Dolly folded up the paper and tossed it on to the table with a half sigh. She had thought of that the moment she read the paragraph, and then, very naturally, she had thought of Griffith. It would not be feasible to include him in her arrangements, even if she made any. Elderly ladies who engage “young persons” as companions were not in the habit of taking kindly to miscellaneous young men, consequently the prospect was not a very bright one.
There would only be letter-writing left to them, and letters seemed such cold comfort contrasted with every-day meetings. She remembered, too, a certain six months she had spent with her Bilberry charges in Switzerland, when Griffith had nearly been driven frantic by her absence and his restless dissatisfaction, and when their letters had only seemed new aids to troublous though unintentional games at cross-purposes. There might be just the same thing to undergo again, but, then, how was it to be avoided? It was impossible to remain idle just at this juncture.

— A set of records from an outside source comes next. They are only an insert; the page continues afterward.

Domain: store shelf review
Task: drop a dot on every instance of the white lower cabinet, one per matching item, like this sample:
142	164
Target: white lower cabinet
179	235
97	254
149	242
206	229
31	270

“So it cannot be helped,” she said, aloud. “I must take it if I can get it, and I must stay in it until I can find something more pleasant, though I cannot help wishing that matters did not look so unpromising. Tod, you will have to go down, Aunt Dolly is going to put on her hat and present herself at the printer's in the character of a young person in search of an elderly lady.”
Delays were dangerous, she had been taught by experience, so she ran up-stairs at once for her out-door attire, and came down in a few minutes, drawing on her gloves and looking a trifle ruefully at them.
“They are getting discouragingly white at the seams,” she said, “and it seems almost impossible to keep them sewed up. I shall have to borrow Aimée's muff. What a blessing it is that the weather is so cold!”
At the bottom of the staircase she met Mollie.
“Phemie is in the parlor, Dolly,” she announced, “and she wants to see you. I don't believe Lady Augusta knows she is here, either, she looks so dreadfully fluttered.”